Additionally, the project must suit the curriculum needs of the university, as well as cater to the expertise of the faculty. Which means that no two schools teach precast the same way. Projects that PCI funded programs have taken on ranged from an urban cemetery mausoleum, to a soccer stadium and from a rural housing cooperative to a fishery. Sometimes, a project is selected based on the local community needs.
At the University of Southern California, there was an existing relationship with Joshua Tree National Park that lent itself to precast. “What we are doing at Joshua Tree is a three-year project to help the rangers there develop an environmental guideline for the future of the park,” says Doug Noble of University of Southern California. “Some of the characteristics of Joshua Tree mean that we are looking to minimize jobsite disturbance, so we are looking to do things off site - so that blends nicely with the precast idea. It also has a high dial temperature swing. It can be more than 100 degrees in the daytime and then 40 or 50 degrees that night all in the same day. So precast as a sort of thermal battery strategy is a very effective one.”
In other cases, a natural disaster leads to interest in certain types of projects. This was true at both the New Jersey Institute of Technology and at CalPoly Pomona.
Faculty at NJIT looked at the results of Hurricane Sandy and felt that the precast concrete design course would be the appropriate place to address storm resistant design for the Jersey Shore. After designing solutions for several public structures, the students presented their work in several places, including to a local mayors conference. The projects chosen by the students allowed them not only to study precast concrete design, but also have opportunities to communicate about the value and meaning of their work to “real world” audiences.
“Post Hurricane Sandy, that has been a focus of the entire university and we have led the charge with that with our resilient design center. We have tried to find collaborators in the community to help with this,” says professor and team leader Matthew Burgermaster. “They help us envision new types of design and constructions solutions that might be useful to the marketplace.
At some schools, the research done by the professor drives the type of project that is chosen. For example, at the University of Texas at Arlington (UTA), the focus has been on digital fabrication of precast concrete. “What we are looking at here is ways in which you could implement 3D geometrically precise rebar nodes. This was actually something we kind of stumbled across,” says Bradley Bell of UTA. “We were making a kind of porous panel and we were having trouble beginning to structure and we could have done it with GFRC. We were looking at concrete composition mixtures, but we were trying to introduce steel and structure it in a different way not just through material composition. So it was how we began to precisely locate our structural rebar. We had the digital tools to do that and how do we begin to locate the rebar relative to our digital model.”

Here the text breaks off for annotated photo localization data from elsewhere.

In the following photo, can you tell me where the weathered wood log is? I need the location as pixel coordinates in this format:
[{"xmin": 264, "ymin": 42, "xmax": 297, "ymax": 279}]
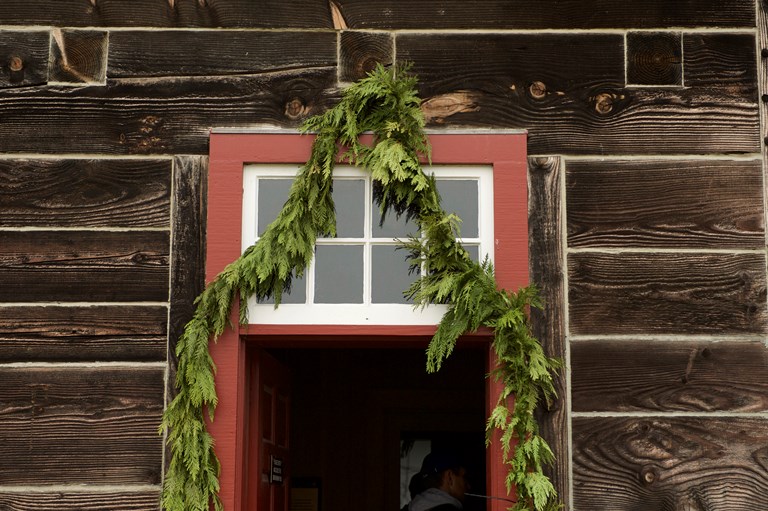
[
  {"xmin": 0, "ymin": 231, "xmax": 170, "ymax": 302},
  {"xmin": 49, "ymin": 29, "xmax": 108, "ymax": 84},
  {"xmin": 0, "ymin": 159, "xmax": 171, "ymax": 228},
  {"xmin": 568, "ymin": 252, "xmax": 768, "ymax": 335},
  {"xmin": 0, "ymin": 366, "xmax": 164, "ymax": 485},
  {"xmin": 566, "ymin": 159, "xmax": 764, "ymax": 249},
  {"xmin": 0, "ymin": 69, "xmax": 339, "ymax": 154},
  {"xmin": 0, "ymin": 490, "xmax": 161, "ymax": 510},
  {"xmin": 573, "ymin": 417, "xmax": 768, "ymax": 510},
  {"xmin": 108, "ymin": 30, "xmax": 337, "ymax": 78},
  {"xmin": 572, "ymin": 340, "xmax": 768, "ymax": 412},
  {"xmin": 626, "ymin": 32, "xmax": 682, "ymax": 86},
  {"xmin": 0, "ymin": 305, "xmax": 167, "ymax": 362},
  {"xmin": 0, "ymin": 0, "xmax": 333, "ymax": 28},
  {"xmin": 0, "ymin": 30, "xmax": 49, "ymax": 88},
  {"xmin": 334, "ymin": 0, "xmax": 755, "ymax": 29},
  {"xmin": 528, "ymin": 156, "xmax": 568, "ymax": 507},
  {"xmin": 397, "ymin": 33, "xmax": 759, "ymax": 154},
  {"xmin": 339, "ymin": 31, "xmax": 393, "ymax": 82}
]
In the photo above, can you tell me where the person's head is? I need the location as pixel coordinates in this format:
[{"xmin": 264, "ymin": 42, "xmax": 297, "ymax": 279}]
[{"xmin": 419, "ymin": 451, "xmax": 470, "ymax": 501}]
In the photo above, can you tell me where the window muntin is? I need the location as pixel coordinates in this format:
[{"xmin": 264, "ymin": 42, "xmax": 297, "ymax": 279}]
[{"xmin": 242, "ymin": 165, "xmax": 494, "ymax": 325}]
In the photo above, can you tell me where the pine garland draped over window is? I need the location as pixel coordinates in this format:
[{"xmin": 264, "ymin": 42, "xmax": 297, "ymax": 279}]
[{"xmin": 160, "ymin": 64, "xmax": 561, "ymax": 511}]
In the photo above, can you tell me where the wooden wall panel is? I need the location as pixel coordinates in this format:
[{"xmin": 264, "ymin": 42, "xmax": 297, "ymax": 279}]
[
  {"xmin": 108, "ymin": 31, "xmax": 337, "ymax": 78},
  {"xmin": 0, "ymin": 305, "xmax": 167, "ymax": 362},
  {"xmin": 573, "ymin": 417, "xmax": 768, "ymax": 510},
  {"xmin": 335, "ymin": 0, "xmax": 755, "ymax": 29},
  {"xmin": 572, "ymin": 340, "xmax": 768, "ymax": 413},
  {"xmin": 339, "ymin": 31, "xmax": 393, "ymax": 82},
  {"xmin": 0, "ymin": 231, "xmax": 170, "ymax": 302},
  {"xmin": 0, "ymin": 159, "xmax": 171, "ymax": 228},
  {"xmin": 0, "ymin": 30, "xmax": 50, "ymax": 88},
  {"xmin": 566, "ymin": 159, "xmax": 764, "ymax": 249},
  {"xmin": 528, "ymin": 156, "xmax": 568, "ymax": 506},
  {"xmin": 0, "ymin": 69, "xmax": 337, "ymax": 155},
  {"xmin": 0, "ymin": 0, "xmax": 333, "ymax": 28},
  {"xmin": 0, "ymin": 367, "xmax": 164, "ymax": 485},
  {"xmin": 568, "ymin": 252, "xmax": 767, "ymax": 335},
  {"xmin": 0, "ymin": 490, "xmax": 161, "ymax": 511},
  {"xmin": 398, "ymin": 34, "xmax": 760, "ymax": 154},
  {"xmin": 684, "ymin": 33, "xmax": 758, "ymax": 94}
]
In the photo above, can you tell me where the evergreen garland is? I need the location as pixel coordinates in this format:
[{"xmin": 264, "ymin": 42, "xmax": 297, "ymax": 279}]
[{"xmin": 160, "ymin": 64, "xmax": 561, "ymax": 511}]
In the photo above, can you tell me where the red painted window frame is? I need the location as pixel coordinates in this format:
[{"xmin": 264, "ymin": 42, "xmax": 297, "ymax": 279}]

Does the project lend itself to precast? This is a question that your local partners will be able to help you answer. Some projects are natural “fits” for precast concrete. Types of projects that work well include those:
* with enough repetition to make precast work well
* requiring structural characteristics that lend themselves to precast
* having tight site requirements and little lay down space
* that would benefit from energy savings garnered from thermal mass
* which use precast as a total system rather than just looking at individual components
* including requirements for minimizing job site disturbance
In the end, there is no one thing that makes a project perfect for a precast concrete studio. Each professor must carefully select a project to meet the special needs of his or her school and students.